Pleural Mesothelioma Stage
With pleural mesothelioma, four stages according to the TNM system are used, and this is an accurate description of the stages of the disease. This is because pleural mesothelioma is much clearer in its presentation. As such:
- Stage 1 – The cancer is on the lining of one lung, either the inner or outer lining. Prognosis is more favorable in stage 1 than in any other stage, and all treatment options (surgery, radiotherapy, and chemotherapy) are available.
- Stage 2 – The cancer continues to be present in only one lung. However, there is some metastasis to the diaphragm, chest walls, the lungs, or the lymph node. The prognosis at stage 2 is quite similar to stage 1, and it is possible to receive curative treatment.
- Stage 3 – In this case, the cancer has invaded the protective lining of the heart, the nearby lymph nodes, the diaphragm, and/or one long. The prognosis depends mainly on the patient’s overall health and age.
- Stage 4 – This happens when the tumor takes over most of the chest, on both sides. Life expectancy is usually no more than one year. Curative treatment is generally not an option, and only palliative care can be offered.
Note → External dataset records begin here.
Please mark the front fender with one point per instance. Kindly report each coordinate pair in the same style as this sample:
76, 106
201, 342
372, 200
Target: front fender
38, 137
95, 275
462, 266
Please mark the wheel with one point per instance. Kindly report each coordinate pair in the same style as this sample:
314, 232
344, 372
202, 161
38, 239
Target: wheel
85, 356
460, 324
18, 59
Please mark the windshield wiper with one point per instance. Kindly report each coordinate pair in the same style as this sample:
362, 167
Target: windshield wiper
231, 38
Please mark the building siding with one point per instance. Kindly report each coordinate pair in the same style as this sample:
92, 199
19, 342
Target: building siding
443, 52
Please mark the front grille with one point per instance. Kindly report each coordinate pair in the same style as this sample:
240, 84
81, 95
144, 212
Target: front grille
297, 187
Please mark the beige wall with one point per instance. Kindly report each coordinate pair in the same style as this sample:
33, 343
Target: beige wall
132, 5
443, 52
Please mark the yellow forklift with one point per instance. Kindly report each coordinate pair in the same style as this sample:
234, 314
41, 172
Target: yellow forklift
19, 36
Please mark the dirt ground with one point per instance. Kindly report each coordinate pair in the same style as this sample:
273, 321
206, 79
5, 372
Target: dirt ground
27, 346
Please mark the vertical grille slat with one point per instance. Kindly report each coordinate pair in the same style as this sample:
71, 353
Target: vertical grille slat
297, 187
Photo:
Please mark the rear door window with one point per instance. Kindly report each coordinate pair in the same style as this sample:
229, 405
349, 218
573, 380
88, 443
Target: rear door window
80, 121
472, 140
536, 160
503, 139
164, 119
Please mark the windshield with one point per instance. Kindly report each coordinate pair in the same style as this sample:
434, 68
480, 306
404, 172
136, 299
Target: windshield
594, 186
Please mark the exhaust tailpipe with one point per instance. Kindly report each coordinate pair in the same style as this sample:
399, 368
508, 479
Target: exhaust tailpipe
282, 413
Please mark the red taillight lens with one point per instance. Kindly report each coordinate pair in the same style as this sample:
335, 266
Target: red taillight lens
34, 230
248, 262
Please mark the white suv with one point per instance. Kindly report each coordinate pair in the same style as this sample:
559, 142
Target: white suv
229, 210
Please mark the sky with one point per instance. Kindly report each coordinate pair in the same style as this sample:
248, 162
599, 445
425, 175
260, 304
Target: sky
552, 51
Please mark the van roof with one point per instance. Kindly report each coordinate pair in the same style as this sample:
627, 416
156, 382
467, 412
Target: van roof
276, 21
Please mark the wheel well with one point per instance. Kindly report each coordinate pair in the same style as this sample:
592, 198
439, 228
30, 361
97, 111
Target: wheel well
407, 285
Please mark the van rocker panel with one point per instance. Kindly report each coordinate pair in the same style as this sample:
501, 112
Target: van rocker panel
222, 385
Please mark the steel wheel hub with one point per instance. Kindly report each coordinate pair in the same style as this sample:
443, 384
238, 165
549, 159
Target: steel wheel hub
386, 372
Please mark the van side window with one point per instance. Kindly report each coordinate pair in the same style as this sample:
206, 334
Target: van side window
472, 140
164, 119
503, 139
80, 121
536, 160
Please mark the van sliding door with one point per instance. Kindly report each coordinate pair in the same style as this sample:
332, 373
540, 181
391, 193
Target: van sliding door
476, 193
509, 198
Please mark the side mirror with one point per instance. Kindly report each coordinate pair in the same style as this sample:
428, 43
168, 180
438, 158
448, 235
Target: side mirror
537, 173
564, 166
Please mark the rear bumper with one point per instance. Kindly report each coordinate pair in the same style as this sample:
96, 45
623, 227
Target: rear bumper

Pericardial Mesothelioma Staging
Pericardial mesothelioma is incredibly rare. As such, no staging system exists. Furthermore, most patients that do present with this disease are in advanced stages, when no treatment is available anymore. In most cases, people don’t know they have pericardial mesothelioma until they have significant metastasis, at which point it is generally too late.
Stages and Symptoms
Unfortunately, mesothelioma is usually not uncovered until it is in a quite advanced stage. However, some of the symptoms they may experience during stages 1 and 2 include:
- Persistent coughs
- Difficulty breathing
- Chest pain
- Weight loss
These symptoms will become more pronounced during stages 3 and 4. Additionally, those in stage 3 or 4 mesothelioma will usually also experience:
- Dysphagia, which is difficulty in swallowing
- Hemoptysis, which is when you cough up blood
- Pleural effusions
- Night sweats
How Is Mesothelioma Staged?
In order to stage mesothelioma, physicians and oncologists can use a number of different diagnostic tools. These are all designed to give them a degree of visual information not just of the size of the tumor, but also about how much it has spread. The tools available to them include:
- The CT scan, which takes several images to create a single 3D image. This is used to determine whether the tumor has spread to the diaphragm or the chest wall.
- The MRI scan, which demonstrates whether the mesothelioma has spread to nearby organs, the lining of the heart, the chest wall, the pleura, or the lining of the lungs.
- The PET scan, which determines whether the mesothelioma has spread to lymph nodes, and particularly those some distance away from the original mesothelioma.
Why Does Staging Matter?
Oncologists and other specialists use the stage of the mesothelioma in their patients in order to determine the best type of treatment that can be used, and how likely it is for that treatment to be effective. People who have received an early stage mesothelioma diagnosis are more likely to be offered traditional types of treatment, including radiotherapy, chemotherapy, and surgery. These are designed to cure the disease and extend a patient’s life. If, however, they receive an advanced stage diagnosis, treatment will usually be palliative in nature. Nevertheless, it is possible for these patients to take part in clinical trials, which may help to cure their illness or, at the very least, provide a cure for future sufferers. Unfortunately, once advanced stages of mesothelioma are reached, there is very little that can be done in terms of curing the illness.